• ankara devlet tiyatrosunun 1 perdelik oyunu.

    "uzun ve karanlık bir gece başlar. shakespeare’in kahramanları kendi kaderleriyle karşı karşıyadır. ölüm ve yaşam bir aradadır. mevlana’nın hikayeleri ve bu hikayelerden gelen sufi bakış ile hamlet, macbeth, othello gün atımına ulaşmak isteyen insanlığın ortak serüvenini dile getirir. "

    "oyun ekibi
    dekor tasarımı
    hakan dündar
    kostüm tasarımı
    sevgi türkay
    ışık tasarımı
    zeynel ışık
    müzik
    irfan gürdal
    yönetmen yardımcısı
    suat karausta
    asistan
    neslihan derya demirel
    müzik süpervizörü
    jean jacques lemetre
    sahne amiri
    yalçın duman
    kondüvit
    s. serkan sakızlı
    ışık kumanda
    erhan şentürk
    dekor - aksesuar sorumlusu
    kemal şahin
    kadın terzi
    mehriye taşdelen
    erkek terzi
    rıza bektaş
    oyuncular
    mehtap öztepe
    sükun ışıtan
    suat karausta
    dilek bozkurt
    aylin dinç
    neslihan derya demirel
    başak polat karsavuran
    orkestra
    irfan gürdal
    mehmet utku benli
    ali yaşar
    altay toprak
    ziya özsökmenler"

    link

    --- spoiler ---

    bir müzikal değil. ama müzik eşliğinde, kulak ziyafeti veren, ezgilerle süslenen bir oyun. aksiyon yok. uyku getirecek derecede yavaş. diğer taraftan, jest ve cümleleri pür dikkat takip gerektirecek kadar da dolu.
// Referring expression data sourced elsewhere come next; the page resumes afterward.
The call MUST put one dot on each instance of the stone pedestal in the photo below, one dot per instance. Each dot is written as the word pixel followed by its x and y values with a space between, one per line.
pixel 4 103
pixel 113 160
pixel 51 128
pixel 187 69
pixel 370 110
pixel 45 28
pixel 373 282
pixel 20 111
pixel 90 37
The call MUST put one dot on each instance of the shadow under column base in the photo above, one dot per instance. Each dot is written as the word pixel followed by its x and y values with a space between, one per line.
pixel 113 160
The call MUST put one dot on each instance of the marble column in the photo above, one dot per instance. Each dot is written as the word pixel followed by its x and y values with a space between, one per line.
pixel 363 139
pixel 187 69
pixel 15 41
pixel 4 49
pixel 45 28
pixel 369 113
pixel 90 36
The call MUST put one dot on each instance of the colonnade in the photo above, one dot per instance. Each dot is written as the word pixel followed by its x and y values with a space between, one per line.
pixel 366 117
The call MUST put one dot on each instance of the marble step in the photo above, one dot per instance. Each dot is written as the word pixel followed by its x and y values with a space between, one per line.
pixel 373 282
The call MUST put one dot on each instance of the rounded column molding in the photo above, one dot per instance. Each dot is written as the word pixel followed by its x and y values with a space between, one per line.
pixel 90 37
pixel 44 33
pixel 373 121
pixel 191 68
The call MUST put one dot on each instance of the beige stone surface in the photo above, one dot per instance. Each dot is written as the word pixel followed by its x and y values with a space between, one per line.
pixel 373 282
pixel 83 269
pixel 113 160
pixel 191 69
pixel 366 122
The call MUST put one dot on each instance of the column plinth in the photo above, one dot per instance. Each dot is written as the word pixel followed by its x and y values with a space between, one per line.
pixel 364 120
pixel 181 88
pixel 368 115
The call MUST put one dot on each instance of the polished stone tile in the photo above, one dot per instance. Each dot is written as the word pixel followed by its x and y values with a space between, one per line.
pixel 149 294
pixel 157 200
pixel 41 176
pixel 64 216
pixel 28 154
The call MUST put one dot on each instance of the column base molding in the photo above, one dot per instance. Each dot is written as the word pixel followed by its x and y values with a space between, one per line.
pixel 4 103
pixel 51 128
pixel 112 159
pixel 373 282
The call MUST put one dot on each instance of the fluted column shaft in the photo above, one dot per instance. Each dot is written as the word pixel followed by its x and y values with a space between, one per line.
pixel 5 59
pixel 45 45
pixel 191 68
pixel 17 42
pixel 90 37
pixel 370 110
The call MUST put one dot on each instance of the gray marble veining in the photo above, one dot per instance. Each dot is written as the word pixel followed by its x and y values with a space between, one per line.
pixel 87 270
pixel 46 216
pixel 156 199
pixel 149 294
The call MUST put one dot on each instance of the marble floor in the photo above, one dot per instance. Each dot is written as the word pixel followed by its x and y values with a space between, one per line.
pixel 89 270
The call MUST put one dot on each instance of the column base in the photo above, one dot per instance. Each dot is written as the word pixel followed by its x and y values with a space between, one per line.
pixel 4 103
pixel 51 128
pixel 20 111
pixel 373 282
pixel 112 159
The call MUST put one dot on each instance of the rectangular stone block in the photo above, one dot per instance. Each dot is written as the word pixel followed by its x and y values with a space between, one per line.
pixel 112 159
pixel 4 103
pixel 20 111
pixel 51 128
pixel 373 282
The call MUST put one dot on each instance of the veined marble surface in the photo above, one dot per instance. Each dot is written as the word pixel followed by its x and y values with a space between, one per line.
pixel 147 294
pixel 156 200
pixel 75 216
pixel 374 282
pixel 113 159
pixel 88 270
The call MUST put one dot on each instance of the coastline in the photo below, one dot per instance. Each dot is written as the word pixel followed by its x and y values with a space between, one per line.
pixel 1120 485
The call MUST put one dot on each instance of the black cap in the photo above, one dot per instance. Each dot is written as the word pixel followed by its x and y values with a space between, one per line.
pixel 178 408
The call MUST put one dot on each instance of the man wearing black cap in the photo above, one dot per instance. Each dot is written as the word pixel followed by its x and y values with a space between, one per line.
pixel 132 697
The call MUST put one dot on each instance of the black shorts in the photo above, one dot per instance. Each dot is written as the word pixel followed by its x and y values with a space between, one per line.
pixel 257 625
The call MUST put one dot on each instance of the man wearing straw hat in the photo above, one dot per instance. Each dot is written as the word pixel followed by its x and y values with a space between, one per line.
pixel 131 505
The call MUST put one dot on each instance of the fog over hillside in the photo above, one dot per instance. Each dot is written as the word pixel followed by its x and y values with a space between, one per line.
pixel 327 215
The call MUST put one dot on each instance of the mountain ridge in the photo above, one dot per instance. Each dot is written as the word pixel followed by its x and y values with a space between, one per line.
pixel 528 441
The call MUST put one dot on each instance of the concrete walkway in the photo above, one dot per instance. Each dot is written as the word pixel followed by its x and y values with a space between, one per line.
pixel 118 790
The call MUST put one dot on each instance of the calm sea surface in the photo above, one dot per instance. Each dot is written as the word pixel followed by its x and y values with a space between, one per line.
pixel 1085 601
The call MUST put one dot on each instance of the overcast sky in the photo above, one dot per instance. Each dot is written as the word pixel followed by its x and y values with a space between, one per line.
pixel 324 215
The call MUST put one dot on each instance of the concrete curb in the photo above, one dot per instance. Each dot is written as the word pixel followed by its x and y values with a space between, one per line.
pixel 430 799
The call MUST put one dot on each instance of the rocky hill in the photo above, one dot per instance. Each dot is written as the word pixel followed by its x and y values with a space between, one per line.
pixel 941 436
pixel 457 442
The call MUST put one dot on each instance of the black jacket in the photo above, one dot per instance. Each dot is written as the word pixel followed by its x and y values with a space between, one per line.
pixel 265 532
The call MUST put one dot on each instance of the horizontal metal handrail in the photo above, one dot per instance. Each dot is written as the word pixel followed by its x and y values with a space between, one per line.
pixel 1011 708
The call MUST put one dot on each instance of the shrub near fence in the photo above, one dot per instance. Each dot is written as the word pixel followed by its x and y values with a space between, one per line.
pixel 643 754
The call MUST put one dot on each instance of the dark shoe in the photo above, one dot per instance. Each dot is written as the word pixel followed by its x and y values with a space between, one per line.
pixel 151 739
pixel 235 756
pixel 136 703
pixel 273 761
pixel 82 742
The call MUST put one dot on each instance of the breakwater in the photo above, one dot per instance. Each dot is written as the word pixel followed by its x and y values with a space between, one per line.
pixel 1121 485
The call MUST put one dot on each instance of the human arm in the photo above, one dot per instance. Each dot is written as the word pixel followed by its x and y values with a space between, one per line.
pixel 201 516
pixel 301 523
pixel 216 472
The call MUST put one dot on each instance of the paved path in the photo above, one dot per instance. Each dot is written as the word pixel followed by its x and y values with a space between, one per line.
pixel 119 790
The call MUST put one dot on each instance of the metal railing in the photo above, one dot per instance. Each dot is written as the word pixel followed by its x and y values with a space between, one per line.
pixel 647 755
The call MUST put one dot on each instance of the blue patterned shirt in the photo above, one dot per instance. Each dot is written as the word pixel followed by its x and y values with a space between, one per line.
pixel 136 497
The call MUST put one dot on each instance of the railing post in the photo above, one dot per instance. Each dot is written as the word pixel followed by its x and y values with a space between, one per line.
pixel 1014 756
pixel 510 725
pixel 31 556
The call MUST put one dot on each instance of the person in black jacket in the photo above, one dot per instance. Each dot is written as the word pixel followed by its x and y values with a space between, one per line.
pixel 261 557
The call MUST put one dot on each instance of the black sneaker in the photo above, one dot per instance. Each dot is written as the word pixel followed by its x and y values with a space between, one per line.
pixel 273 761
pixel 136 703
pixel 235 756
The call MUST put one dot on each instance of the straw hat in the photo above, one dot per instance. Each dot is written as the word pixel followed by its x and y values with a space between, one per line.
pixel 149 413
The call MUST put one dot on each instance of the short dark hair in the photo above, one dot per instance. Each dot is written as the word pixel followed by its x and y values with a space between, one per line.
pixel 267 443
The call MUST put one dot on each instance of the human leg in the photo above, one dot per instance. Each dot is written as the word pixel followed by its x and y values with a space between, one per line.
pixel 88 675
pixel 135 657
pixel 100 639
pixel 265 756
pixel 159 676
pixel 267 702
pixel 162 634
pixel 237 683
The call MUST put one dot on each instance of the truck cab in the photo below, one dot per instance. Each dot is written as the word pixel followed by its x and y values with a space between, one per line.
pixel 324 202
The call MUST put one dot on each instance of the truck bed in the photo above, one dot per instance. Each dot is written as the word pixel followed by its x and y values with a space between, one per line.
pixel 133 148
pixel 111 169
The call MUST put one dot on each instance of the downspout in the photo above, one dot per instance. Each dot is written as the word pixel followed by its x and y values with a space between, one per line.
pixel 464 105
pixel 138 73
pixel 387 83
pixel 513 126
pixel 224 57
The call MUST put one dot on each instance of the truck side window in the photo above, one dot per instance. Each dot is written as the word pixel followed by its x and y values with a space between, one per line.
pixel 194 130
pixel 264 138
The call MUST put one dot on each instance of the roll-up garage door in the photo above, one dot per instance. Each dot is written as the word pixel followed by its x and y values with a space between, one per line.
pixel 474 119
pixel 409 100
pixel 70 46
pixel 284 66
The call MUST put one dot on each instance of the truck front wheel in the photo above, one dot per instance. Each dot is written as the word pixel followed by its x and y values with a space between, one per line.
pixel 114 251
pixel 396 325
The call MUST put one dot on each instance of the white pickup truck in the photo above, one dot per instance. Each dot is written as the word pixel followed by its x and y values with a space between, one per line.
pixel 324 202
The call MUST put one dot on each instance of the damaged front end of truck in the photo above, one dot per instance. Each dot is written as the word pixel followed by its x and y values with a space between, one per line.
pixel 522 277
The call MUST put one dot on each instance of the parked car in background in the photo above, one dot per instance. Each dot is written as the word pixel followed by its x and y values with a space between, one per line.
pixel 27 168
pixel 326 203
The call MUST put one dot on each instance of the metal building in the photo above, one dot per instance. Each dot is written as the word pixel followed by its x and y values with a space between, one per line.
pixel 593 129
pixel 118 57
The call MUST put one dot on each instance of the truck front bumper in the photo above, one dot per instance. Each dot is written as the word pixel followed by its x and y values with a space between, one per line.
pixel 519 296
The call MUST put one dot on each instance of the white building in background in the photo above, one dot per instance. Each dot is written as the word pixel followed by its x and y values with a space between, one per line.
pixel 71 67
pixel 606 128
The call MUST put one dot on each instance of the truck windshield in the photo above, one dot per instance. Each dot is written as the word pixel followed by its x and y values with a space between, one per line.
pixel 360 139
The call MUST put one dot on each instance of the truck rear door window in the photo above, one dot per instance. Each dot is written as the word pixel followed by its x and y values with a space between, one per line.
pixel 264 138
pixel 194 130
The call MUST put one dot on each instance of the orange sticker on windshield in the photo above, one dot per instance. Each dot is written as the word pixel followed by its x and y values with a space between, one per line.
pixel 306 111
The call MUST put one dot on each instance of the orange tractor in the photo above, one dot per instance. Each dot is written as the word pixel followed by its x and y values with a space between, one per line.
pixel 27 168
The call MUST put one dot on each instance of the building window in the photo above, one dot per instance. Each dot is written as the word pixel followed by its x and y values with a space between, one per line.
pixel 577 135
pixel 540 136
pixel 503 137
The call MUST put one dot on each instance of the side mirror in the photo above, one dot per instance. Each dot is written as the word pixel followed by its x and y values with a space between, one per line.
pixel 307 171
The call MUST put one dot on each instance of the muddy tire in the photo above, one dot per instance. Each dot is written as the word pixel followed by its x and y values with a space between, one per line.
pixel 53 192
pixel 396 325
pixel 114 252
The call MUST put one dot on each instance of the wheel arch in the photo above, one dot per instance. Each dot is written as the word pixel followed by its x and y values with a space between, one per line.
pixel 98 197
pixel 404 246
    bir masalı dinler gibi izledim. bir ninniymiş gibi dinledim. eve varınca bir bebek gibi uyudum.

    oyun boyunca pek de gerilmedim.

    mikrofon, hoparlör falan yok. müzik de oyun da aracısız direkt izleyiciye ulaşıyor. ama sahnenin akustik mimarisi yetersiz olduğu için 20 cümleden birini işitemedim.

    sahne zeminde. izleyici koltukları ise tribün gibi tasarlanmış. böylece her izleyici hiçbir engele maruz kalmaksızın oyunu izleyebiliyor.

    şekspir ve sufizm konusunda altyapısı olmayan izleyici için senaryo pek de anlamsız gelebilirdi. altyapısız izleyici de sıkılamaz, diye düşünüyorum. çünkü islamiyet öncesi orta asya türkleri çalgı ve şarkıcılarından oluşan 3 kişilik orkestra, tam bir ziyafet veriyor. hem de kesintisiz.

    dekor ve aksesuar olabildiğince sade kurgulanmış. yani izleyici, hayal gücünü kullanmalı. nesneler ve mekanlar çoğunlukla yok. perde arkasına saklanması emredilen oyuncu, olmayan bir perdenin arkasına geçmiş gibi jeste bürünüyor. perdeyi izleyici hayal etmeli. cinayet sahnesinde, hançer ve ellere bulaşan kanlar yok. oyuncu, o olmayan hançeri elinden atarken ve kanlı ellerine ağıtlar yakarken, bunları izleyici kendi zihninde tamamlamalı. sonuçta, her izleyici farklı mekan ve aksesuarı zihninde tasarladığı için hem uyuklamıyor hem de oyundan çıktıktan sonra bile öyküyü kurgulamaya devam ediyor.
    --- spoiler ---

    ben sevdim. ama keşke oyundan önce şekspir bilgilerimi tazeleseydim daha keyifli olabilirdi. othello'yu zaten çok iyi biliyorum. hamlet ve macbeth'i hiç bilmediğim ve sufizme ilgi duymadığım için othello ile bağlamını oyun sırasında kuramadım. şekspir kültürüm hiç olmasaydı bile keyifle izlemeye devam ederdim, diye düşünüyorum. çünkü orta asya türk müzikleri ve oyunculukların güzelliği, 55 dakikanın her saniyesine değer kattı.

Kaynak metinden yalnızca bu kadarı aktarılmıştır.